"Metal Flake" Finish Tips
Advice on using automotive sparkle finish products for specialty woodwork items. August 30, 2005
My question is about putting a metal flake or sparkle finish on a maple electric guitar body. So far, I've found hardly any detailed information on the web relating specifically to instruments. Is it done with automobile finishing products such as a catalyzed urethane? Or can it be done with a more traditional musical instrument finish such as NC lacquer? I did check a guitar finishing site in Texas and there are only about three lines on it - they recommend against NC lacquer. Any detailed information on any aspect of this process or pointers to any other info sources would be greatly appreciated.
From contributor T:
I have been using automotive mica to add a metallic effect to my specialty projects.
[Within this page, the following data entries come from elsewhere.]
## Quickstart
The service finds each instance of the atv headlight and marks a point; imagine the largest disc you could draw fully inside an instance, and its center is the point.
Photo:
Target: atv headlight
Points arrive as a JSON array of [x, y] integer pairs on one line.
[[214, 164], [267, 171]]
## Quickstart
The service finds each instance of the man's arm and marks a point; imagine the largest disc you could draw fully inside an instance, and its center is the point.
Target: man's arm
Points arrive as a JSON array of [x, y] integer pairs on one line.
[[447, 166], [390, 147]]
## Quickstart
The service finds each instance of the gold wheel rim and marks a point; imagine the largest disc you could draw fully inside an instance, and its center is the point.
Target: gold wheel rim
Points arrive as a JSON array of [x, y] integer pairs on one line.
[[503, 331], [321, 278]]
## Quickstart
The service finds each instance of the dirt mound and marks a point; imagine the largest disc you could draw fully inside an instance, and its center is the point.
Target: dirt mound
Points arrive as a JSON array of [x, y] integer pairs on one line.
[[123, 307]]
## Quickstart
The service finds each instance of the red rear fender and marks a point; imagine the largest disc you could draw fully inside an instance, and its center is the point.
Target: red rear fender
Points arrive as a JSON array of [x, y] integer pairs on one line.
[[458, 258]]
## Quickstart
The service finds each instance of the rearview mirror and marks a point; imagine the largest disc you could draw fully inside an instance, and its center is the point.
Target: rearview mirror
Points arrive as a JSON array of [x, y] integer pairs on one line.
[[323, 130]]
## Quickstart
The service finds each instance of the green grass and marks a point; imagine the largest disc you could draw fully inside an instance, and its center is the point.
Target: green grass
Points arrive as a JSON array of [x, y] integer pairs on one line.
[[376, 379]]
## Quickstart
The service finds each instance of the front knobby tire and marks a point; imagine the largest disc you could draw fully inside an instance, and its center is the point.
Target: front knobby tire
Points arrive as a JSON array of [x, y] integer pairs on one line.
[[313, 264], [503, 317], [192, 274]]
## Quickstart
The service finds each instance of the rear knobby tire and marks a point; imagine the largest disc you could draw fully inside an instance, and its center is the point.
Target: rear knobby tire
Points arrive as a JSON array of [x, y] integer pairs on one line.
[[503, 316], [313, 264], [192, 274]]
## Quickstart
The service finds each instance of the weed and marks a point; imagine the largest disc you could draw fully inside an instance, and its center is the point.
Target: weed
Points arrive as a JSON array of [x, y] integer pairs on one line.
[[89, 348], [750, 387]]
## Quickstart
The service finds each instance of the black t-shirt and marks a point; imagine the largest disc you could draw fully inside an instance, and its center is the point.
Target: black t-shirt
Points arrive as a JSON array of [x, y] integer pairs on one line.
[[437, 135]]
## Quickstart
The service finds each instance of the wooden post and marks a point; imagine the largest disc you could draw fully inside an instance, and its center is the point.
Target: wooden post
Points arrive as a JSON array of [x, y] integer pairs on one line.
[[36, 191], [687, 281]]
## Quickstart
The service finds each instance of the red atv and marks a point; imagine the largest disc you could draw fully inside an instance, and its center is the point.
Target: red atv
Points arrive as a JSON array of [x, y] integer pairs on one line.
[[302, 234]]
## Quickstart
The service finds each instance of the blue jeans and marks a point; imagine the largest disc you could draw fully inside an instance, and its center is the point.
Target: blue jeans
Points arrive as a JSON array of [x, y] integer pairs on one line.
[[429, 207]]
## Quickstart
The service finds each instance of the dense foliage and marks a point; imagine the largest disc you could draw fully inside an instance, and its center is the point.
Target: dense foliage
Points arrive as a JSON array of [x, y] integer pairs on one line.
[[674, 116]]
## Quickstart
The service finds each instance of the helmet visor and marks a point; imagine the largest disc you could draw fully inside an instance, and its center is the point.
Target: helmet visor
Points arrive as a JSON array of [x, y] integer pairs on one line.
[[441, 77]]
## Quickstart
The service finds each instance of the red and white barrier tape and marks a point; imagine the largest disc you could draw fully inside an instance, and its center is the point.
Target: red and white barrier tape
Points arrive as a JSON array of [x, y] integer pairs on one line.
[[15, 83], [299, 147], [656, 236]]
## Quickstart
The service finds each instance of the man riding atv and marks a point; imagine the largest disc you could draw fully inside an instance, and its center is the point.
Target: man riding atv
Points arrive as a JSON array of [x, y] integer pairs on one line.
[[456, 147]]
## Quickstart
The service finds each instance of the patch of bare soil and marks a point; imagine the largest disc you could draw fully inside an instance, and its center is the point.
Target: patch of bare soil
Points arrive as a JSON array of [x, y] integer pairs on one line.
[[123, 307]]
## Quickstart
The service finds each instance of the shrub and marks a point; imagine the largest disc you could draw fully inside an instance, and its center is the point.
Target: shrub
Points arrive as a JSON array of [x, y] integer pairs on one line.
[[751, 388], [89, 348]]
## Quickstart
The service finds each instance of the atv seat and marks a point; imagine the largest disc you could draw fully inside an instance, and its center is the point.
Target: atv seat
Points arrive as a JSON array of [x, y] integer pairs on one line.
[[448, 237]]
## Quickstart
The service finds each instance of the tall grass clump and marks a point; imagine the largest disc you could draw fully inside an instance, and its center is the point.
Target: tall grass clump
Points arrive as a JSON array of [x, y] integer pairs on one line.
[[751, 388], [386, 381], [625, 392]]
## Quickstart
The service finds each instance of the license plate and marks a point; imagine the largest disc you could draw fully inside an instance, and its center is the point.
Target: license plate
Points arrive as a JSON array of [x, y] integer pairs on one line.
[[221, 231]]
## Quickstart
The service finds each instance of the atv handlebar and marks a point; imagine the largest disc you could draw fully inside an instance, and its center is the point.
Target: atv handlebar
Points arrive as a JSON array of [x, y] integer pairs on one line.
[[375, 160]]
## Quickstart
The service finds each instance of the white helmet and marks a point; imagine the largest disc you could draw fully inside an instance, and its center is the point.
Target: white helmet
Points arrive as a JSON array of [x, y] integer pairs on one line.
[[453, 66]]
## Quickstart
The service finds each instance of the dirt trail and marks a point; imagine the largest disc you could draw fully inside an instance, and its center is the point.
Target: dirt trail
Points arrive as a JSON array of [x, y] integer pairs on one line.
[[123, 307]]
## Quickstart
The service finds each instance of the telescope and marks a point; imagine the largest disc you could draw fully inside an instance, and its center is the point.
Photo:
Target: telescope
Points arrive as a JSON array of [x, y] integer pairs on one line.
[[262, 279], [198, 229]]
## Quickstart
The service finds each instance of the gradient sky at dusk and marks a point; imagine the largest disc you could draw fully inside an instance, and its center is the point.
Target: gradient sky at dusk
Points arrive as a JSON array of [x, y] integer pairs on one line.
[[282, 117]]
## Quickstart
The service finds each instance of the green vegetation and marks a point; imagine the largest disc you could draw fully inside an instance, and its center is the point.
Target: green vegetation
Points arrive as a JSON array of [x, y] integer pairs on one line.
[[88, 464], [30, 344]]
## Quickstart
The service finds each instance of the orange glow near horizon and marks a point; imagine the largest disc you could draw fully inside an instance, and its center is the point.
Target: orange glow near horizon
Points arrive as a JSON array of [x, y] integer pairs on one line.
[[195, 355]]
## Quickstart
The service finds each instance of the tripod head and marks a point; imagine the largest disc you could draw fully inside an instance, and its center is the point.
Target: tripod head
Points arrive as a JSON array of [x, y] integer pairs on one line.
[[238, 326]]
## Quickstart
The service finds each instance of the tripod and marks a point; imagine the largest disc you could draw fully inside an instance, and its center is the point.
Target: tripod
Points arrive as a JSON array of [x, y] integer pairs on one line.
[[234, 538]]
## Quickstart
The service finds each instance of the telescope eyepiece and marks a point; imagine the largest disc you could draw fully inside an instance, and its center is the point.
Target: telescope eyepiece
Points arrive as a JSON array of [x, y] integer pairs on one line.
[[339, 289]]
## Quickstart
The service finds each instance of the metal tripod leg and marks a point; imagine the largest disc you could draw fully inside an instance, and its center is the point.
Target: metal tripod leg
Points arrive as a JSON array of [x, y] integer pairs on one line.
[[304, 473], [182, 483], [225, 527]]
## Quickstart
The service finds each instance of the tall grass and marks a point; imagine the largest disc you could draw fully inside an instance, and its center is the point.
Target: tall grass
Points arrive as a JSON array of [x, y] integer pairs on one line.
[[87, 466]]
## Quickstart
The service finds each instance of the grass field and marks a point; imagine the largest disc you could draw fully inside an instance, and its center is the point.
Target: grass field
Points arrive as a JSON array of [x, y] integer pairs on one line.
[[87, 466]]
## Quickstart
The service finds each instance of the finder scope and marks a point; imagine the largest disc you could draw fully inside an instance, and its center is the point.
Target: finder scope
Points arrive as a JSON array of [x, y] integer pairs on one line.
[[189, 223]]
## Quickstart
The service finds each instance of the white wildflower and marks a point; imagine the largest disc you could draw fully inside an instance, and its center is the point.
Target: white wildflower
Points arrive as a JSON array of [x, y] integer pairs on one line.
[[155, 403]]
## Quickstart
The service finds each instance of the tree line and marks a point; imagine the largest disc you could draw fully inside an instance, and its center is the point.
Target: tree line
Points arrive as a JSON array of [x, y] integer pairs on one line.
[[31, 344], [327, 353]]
If you seal, then spray the metallic coat or coats, then topcoat with a clear have given me the best results. I'm using Chemcraft's Opticlear.
From contributor D:
If you are going to use metalflake then you may want to make sure that you use a dedicated gun for the metalflake. I made the mistake of using my regular gun. Despite repeated cleanings there were many furniture projects I did subsequently which would have some metalflake in the coating. That looks ridiculous on a cocktail table. I had to in-paint the metalflake bit to hide it (them). I would suggest that you use a gravity gun for the metalflake. You want the flake to be oriented in a uniform direction.
A source of metalflake is House Of Kolor.
You can use automotive finishes for guitars. Or you can use lacquer or any of the cabinet coatings. If the coating is acid catalyzed then you need to concern yourself if the acid in the catalyst will react adversely to the metalflake.
Sources of information on doing metalflake are Stewart MacDonald and the many DIY $20 books on auto body repair.